There are several ways to make vegan curd starters, but this one is the *ultimate* in my opinion. One major issue that people generally face with vegan curds is the absence of a natural tang or sourness, and this starter is perfect for solving this problem 🙂
A BIG thank you to Inderjeet Kaur Tinani for suggesting this idea in a Facebook post. This starter liquid is naturally sour and adds such a delightful tang to the curd! You can add more liquid if you prefer your curd to be on the sourer side. Do try and share your results!
Vegan Curd Starter with Dalia
Yields: 200 ml curd starter liquid
Preparation time: 5 minutes + fermentation time
- 1 glass lukewarm water (200 ml)
- 1 heaped tablespoon dalia (broken wheat)
- 1 teaspoon sugar (optional, but recommended)

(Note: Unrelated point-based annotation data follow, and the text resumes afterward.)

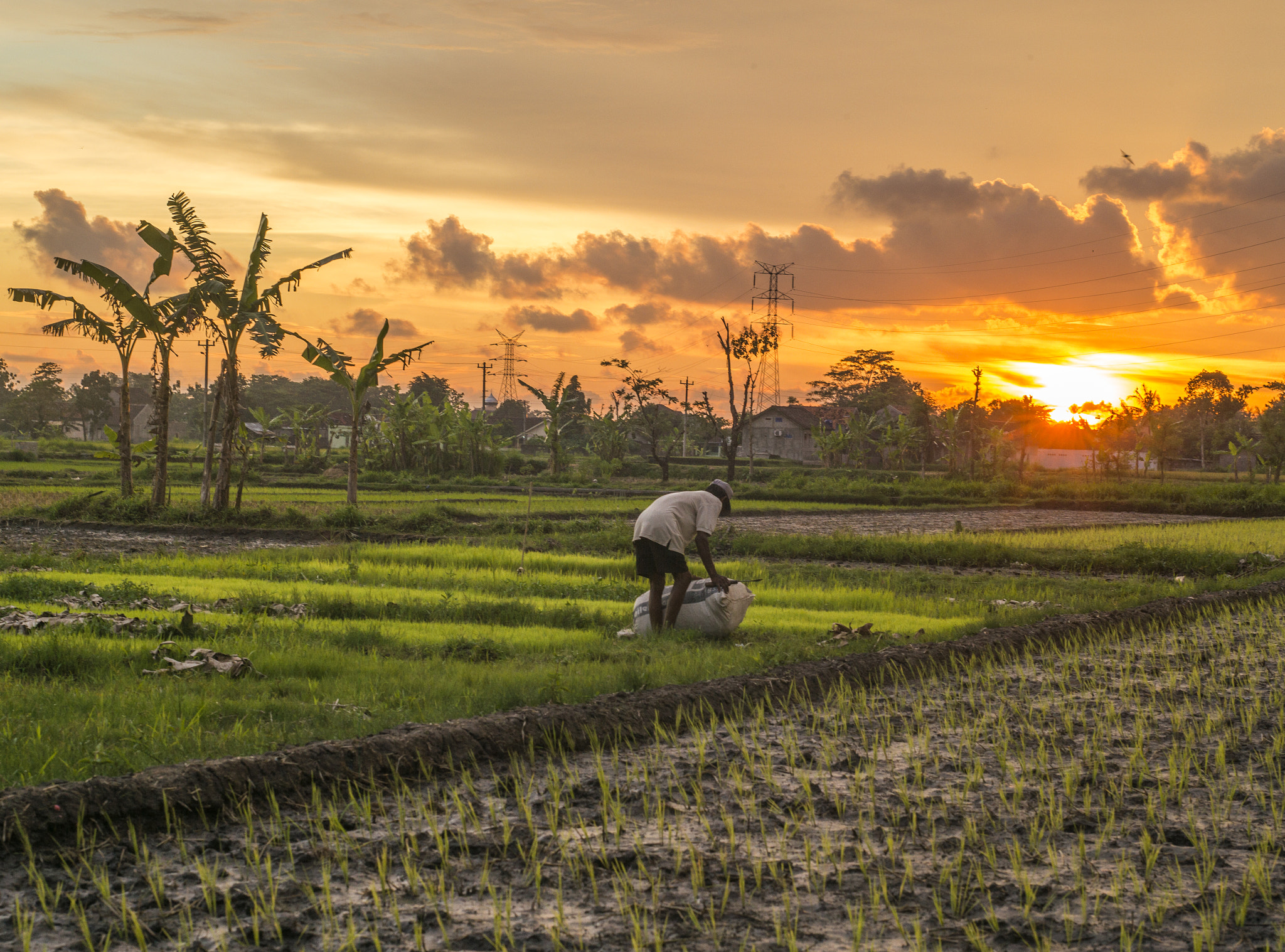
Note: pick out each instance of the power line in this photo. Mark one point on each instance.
(484, 366)
(771, 321)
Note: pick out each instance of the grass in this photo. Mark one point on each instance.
(1125, 793)
(425, 633)
(1207, 549)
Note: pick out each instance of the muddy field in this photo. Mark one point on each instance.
(71, 540)
(1117, 794)
(892, 522)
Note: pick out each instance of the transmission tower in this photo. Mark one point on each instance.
(770, 374)
(508, 372)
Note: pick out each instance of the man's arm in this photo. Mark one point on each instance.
(703, 549)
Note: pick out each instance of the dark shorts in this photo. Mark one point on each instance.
(653, 559)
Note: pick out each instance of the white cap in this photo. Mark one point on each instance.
(723, 486)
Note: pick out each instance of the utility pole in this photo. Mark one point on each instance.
(686, 385)
(771, 320)
(484, 366)
(205, 407)
(508, 369)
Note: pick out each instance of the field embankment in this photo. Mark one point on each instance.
(1121, 791)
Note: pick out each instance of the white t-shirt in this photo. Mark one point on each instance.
(675, 520)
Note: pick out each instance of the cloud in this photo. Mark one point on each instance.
(366, 323)
(549, 319)
(149, 21)
(646, 313)
(944, 234)
(635, 341)
(358, 287)
(1218, 215)
(907, 192)
(450, 256)
(1148, 181)
(65, 229)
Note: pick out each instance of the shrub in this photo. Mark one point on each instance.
(344, 518)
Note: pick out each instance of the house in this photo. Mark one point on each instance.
(538, 429)
(1062, 459)
(787, 432)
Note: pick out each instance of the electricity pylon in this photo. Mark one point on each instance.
(508, 372)
(771, 297)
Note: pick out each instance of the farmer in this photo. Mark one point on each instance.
(662, 535)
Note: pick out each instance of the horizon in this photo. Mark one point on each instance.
(604, 180)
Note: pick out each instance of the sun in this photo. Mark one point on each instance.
(1062, 386)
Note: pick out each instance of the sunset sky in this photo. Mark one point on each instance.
(946, 178)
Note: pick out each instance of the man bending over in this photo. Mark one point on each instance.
(661, 537)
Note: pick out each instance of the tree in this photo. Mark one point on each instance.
(235, 315)
(1238, 446)
(1165, 441)
(562, 406)
(866, 381)
(608, 436)
(439, 390)
(8, 385)
(649, 415)
(180, 321)
(745, 346)
(339, 368)
(512, 417)
(92, 401)
(43, 400)
(1271, 424)
(1023, 419)
(134, 316)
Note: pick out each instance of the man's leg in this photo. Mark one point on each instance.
(654, 609)
(680, 587)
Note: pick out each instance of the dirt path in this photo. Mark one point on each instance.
(70, 540)
(891, 522)
(1125, 788)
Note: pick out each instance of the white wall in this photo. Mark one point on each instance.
(1060, 459)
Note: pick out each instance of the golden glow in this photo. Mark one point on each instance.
(1062, 386)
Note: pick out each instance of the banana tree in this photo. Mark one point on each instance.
(558, 405)
(173, 323)
(235, 315)
(339, 368)
(134, 316)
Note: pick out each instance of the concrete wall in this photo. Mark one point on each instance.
(794, 444)
(1060, 459)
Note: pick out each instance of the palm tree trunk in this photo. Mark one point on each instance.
(124, 439)
(232, 419)
(211, 427)
(354, 442)
(161, 420)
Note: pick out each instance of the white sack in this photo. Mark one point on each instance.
(705, 608)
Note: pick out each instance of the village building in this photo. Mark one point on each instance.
(786, 432)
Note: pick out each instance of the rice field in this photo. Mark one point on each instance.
(423, 633)
(1125, 793)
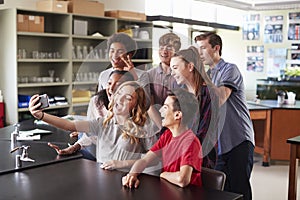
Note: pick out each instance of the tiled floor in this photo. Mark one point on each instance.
(271, 183)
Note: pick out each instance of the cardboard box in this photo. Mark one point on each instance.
(52, 6)
(80, 27)
(22, 22)
(36, 23)
(86, 7)
(126, 15)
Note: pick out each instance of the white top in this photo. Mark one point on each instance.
(111, 145)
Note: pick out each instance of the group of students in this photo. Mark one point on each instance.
(176, 114)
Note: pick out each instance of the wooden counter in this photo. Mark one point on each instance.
(273, 125)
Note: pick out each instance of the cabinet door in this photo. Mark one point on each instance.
(43, 61)
(89, 56)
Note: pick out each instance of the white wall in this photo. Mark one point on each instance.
(234, 47)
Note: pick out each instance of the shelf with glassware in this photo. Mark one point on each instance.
(33, 56)
(292, 71)
(90, 53)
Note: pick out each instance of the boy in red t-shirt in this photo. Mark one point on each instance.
(178, 148)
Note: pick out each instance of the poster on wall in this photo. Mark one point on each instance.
(273, 29)
(251, 27)
(255, 58)
(294, 26)
(276, 59)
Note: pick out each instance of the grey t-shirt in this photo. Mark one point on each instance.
(234, 122)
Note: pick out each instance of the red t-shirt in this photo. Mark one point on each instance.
(175, 152)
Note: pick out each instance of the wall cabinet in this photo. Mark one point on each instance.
(48, 62)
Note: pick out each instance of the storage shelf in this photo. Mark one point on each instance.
(88, 37)
(80, 104)
(58, 36)
(91, 60)
(49, 108)
(84, 82)
(31, 60)
(53, 84)
(35, 34)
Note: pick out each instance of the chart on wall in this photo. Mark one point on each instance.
(251, 27)
(294, 26)
(255, 58)
(276, 62)
(273, 29)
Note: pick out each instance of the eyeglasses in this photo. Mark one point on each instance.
(166, 48)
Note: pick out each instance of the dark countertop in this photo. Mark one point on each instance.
(294, 140)
(271, 104)
(84, 179)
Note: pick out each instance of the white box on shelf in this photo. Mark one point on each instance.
(80, 27)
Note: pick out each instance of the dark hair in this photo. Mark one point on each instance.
(170, 39)
(124, 39)
(191, 55)
(102, 98)
(126, 75)
(185, 102)
(213, 39)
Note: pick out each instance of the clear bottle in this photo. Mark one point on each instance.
(13, 137)
(91, 52)
(73, 53)
(79, 52)
(85, 52)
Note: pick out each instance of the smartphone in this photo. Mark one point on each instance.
(44, 100)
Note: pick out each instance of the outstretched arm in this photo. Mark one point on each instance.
(51, 119)
(181, 178)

- Take the dalia and sugar in a bowl. Add a glass of lukewarm water and mix. Cover and keep aside undisturbed for 36 hours (up to 48 hours in winters).
- The water will be somewhat bubbly on the surface now—it’s now teeming with the “good” bacteria that help set dahi! If it’s not bubbly yet, keep aside for a few more hours.
- Filter out the dalia particles and reserve the water. It will taste a bit fizzy and have a slight pleasantly sour taste. It can be refrigerated for up to a week in an airtight container.
Usage: to make any plant-based curd, add 1 tablespoon of this starter liquid to 500 ml lukewarm milk and keep aside overnight or for as long as you would for dairy curd.
IMPORTANT NOTE: discard the water if it smells bad or has a slimy texture.